Roger Corke and his wife Lynn on their costly festive trip to Latvia for a Christmas market in December
Roger Corke and his wife Lynn on their costly festive trip to Latvia for a Christmas market in December

A Hornton man is £115 out of pocket after becoming a victim of a ‘glitch’ on a Ryanair flight booking site.

Roger Corke went on BBC’s You and Yours programme last week to explain.

Martin Lewis. Photo: Getty Images NNL-190502-093906001

Martin Lewis. Photo: Getty Images NNL-190502-093906001

Mr Corke said he went online to book tickets for himself and his wife Lynn to go to Riga in Latvia to a Christmas market.

“After a momentary glitch on the screen I was put through to the payment page and I paid for the tickets,” he said.

“I thought there was no problem until I went to check in online and then I realised both tickets were made out in my name, only one was addressed ‘Ms’.

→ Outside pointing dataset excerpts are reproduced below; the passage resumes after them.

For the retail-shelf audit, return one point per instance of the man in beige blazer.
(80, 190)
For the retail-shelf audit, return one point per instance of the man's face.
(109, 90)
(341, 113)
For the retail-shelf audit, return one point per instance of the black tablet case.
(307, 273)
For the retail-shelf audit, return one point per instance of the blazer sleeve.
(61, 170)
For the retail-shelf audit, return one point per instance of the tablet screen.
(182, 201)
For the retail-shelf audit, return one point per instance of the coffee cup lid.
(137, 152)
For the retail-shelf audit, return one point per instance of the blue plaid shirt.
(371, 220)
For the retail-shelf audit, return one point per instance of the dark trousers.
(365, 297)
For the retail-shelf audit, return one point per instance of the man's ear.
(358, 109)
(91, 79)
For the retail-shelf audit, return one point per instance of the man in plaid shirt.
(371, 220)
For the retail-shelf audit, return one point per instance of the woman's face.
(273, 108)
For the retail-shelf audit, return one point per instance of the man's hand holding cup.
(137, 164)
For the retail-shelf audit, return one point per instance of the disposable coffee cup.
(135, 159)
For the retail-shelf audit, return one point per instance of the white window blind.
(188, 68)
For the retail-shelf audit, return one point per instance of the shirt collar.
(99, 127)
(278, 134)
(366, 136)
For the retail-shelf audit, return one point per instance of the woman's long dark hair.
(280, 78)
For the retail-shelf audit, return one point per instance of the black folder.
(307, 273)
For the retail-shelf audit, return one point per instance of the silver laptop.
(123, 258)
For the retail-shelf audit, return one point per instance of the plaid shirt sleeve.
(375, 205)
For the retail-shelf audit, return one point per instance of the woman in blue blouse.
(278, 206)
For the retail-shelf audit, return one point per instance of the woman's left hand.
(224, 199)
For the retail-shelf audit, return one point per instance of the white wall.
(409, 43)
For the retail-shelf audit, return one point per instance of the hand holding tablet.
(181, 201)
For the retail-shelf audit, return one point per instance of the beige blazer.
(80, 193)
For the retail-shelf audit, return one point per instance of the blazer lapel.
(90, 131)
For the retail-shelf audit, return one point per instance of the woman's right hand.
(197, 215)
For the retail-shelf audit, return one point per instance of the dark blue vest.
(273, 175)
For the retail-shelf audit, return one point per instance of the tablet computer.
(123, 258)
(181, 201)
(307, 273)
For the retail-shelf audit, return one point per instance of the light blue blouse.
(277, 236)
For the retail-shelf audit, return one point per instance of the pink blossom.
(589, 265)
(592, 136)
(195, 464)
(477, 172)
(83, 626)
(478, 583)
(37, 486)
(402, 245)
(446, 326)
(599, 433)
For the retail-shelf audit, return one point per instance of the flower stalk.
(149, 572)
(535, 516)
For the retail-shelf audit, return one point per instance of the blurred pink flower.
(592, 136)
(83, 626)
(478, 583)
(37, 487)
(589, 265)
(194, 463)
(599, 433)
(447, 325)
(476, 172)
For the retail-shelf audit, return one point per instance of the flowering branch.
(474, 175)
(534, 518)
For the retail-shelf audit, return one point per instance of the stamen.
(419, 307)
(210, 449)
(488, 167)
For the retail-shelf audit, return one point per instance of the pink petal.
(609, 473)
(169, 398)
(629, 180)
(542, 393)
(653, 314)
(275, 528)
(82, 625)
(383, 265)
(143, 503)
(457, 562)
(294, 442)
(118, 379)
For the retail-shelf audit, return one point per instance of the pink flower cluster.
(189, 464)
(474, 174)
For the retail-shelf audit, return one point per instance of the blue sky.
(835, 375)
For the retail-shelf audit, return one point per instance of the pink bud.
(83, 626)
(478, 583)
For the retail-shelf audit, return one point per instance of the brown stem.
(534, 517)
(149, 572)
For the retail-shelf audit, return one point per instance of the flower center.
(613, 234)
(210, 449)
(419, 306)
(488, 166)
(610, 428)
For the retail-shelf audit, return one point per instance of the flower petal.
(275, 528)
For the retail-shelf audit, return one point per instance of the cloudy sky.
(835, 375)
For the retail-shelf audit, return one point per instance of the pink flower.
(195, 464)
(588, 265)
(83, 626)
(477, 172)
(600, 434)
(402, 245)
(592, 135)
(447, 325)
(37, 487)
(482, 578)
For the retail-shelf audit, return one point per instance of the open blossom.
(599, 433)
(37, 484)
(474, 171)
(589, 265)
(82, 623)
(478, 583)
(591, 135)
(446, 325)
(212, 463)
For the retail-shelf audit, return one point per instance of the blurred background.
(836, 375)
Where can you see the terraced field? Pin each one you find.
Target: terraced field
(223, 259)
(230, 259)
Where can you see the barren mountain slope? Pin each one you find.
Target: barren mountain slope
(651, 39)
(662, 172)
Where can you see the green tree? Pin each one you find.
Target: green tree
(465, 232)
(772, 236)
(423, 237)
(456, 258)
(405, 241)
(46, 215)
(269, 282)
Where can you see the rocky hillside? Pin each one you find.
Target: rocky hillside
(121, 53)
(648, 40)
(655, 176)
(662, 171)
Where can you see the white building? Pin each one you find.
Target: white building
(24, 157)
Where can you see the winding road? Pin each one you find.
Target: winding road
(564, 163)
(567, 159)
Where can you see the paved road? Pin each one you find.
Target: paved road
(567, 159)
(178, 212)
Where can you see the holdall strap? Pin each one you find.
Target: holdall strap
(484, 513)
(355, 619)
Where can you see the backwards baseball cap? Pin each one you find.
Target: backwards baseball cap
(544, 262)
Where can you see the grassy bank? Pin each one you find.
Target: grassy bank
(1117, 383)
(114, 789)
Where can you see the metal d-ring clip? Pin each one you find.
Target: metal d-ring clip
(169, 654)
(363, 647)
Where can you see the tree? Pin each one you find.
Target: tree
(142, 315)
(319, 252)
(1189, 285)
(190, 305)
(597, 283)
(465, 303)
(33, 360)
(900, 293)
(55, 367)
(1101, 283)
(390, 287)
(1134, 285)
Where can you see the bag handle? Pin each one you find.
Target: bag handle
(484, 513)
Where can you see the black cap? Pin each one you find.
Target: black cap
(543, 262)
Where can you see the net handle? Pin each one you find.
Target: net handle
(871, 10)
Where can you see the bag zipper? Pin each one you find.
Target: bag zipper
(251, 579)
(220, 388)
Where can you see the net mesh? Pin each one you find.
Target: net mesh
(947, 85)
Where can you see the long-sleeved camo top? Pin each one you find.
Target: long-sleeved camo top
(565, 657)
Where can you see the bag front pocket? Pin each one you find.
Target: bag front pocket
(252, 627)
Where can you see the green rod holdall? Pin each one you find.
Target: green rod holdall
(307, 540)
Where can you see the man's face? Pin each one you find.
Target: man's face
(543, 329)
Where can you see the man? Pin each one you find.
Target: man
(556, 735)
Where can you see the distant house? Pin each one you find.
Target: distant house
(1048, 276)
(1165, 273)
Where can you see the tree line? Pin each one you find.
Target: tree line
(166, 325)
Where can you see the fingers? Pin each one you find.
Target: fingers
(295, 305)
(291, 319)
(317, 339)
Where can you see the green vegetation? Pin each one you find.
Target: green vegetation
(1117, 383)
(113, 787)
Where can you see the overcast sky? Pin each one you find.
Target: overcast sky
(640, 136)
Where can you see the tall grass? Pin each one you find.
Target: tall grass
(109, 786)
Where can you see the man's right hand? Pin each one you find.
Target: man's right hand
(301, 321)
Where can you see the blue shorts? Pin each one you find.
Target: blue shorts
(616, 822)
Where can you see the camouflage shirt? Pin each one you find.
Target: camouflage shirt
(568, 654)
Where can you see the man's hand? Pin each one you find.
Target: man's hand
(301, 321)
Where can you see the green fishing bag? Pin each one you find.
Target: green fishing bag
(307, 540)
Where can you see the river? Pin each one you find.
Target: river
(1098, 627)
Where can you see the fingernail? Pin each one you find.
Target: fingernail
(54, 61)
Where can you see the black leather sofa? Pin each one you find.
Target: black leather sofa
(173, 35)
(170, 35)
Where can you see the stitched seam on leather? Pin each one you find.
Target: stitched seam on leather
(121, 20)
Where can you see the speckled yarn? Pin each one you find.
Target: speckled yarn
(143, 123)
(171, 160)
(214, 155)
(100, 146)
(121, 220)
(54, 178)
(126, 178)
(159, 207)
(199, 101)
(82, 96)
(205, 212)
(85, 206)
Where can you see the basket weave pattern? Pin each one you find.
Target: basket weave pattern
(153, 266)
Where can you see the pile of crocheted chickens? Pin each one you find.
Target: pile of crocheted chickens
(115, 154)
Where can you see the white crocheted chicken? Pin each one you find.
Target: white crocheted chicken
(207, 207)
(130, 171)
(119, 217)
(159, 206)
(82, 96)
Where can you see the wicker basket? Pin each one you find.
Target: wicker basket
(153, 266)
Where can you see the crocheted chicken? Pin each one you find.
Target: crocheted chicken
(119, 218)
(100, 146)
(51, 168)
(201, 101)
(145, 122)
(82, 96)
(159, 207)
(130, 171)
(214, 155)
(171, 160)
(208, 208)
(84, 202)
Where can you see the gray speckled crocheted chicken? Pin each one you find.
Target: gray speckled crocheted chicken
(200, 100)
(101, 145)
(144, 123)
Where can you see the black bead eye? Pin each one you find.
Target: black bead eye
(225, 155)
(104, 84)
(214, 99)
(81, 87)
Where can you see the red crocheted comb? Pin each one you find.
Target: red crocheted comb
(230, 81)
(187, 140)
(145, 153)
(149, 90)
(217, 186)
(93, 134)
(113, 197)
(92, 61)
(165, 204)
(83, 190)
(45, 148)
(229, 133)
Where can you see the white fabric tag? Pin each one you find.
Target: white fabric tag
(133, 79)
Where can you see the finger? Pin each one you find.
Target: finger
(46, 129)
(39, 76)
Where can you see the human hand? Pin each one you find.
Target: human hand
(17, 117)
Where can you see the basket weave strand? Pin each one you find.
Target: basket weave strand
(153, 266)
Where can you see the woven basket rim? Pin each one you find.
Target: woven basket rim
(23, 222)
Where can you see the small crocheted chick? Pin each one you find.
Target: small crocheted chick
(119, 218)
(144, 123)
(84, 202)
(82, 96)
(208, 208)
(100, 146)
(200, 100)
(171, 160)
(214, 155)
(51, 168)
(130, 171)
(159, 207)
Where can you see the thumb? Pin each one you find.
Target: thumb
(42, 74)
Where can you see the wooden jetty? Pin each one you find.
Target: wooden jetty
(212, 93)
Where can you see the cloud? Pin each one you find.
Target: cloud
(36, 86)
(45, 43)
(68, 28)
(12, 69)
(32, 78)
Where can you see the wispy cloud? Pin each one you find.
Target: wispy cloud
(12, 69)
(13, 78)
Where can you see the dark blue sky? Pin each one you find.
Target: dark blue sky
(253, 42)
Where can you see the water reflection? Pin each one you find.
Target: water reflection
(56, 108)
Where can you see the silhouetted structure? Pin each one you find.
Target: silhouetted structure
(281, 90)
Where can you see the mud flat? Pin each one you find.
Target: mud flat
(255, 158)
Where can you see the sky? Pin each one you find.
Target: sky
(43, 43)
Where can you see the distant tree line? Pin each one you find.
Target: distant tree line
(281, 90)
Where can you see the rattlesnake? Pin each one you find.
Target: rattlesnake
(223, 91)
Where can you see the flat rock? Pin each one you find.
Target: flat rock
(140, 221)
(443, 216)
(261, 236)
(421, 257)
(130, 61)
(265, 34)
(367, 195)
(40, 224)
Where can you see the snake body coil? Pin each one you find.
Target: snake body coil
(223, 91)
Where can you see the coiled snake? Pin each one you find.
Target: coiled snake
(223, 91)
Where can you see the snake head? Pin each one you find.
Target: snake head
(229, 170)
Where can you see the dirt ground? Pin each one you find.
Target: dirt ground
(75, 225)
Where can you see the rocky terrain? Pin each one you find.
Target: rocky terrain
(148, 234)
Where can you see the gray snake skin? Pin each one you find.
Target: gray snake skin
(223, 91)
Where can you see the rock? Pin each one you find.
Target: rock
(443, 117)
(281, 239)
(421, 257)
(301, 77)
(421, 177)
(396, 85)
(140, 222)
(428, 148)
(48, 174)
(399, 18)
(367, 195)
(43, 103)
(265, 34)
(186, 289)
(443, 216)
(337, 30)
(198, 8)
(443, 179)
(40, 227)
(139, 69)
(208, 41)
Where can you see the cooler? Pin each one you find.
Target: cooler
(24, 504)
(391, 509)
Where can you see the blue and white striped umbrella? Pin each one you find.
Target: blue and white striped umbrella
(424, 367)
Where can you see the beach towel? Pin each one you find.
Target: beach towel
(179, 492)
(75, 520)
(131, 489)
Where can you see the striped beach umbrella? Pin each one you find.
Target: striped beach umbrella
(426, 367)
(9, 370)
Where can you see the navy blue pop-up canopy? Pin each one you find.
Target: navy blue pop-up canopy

“But I definitely remember typing my wife’s name in because she always travels in her maiden name.”

Ryanair charged him £115 to put the second seat in his wife’s name.

“I can understand how Ryanair would want to charge me if I wanted to sell the ticket to my mate but this clearly wasn’t the case – it was an administrative error,” he said.

“It seems unfair to penalise passengers for something that was a simple error.”

Martin Lewis of Money Saving Expert has sent 160 similar cases reported to him to the regulator, the Civil Aviation Authority (CAA).

Mr Lewis told the programme: “Ryanair charges extraordinary name-change fees. £115 seems an awfully large amount of money to change the name – not the person who is going to fly.

“We sent a large dossier to the CAA. I also wrote an open letter to Michael O’Leary (CEO) at Ryanair. I’ve just received a response which in a nutshell is saying ‘the numbers aren’t significant, there’s no glitch on our computer’.”

Mr Lewis said it was impossible to say whether it was a computer glitch, auto-filling was happening or people were making mistakes.

“Mr O’Leary says he wants his airline to be the ‘nice’ airline. I struggle to see how a ‘nice’ airline, even if this was the booker’s fault, would be charging them £115 to change a typo,” he said. He is waiting for the CAA’s judgement.

Ryanair says it does not want its tickets, which are cheap if bought well in advance, to be sold on at a premium.

Mr Lewis said he appreciated the deterrent factor but it was clearly a case of human error and he felt Ryanair could sort these out on a discretionary basis.

He said: “If you’re booking with Ryanair, check, check and check again that you’ve got the right name.”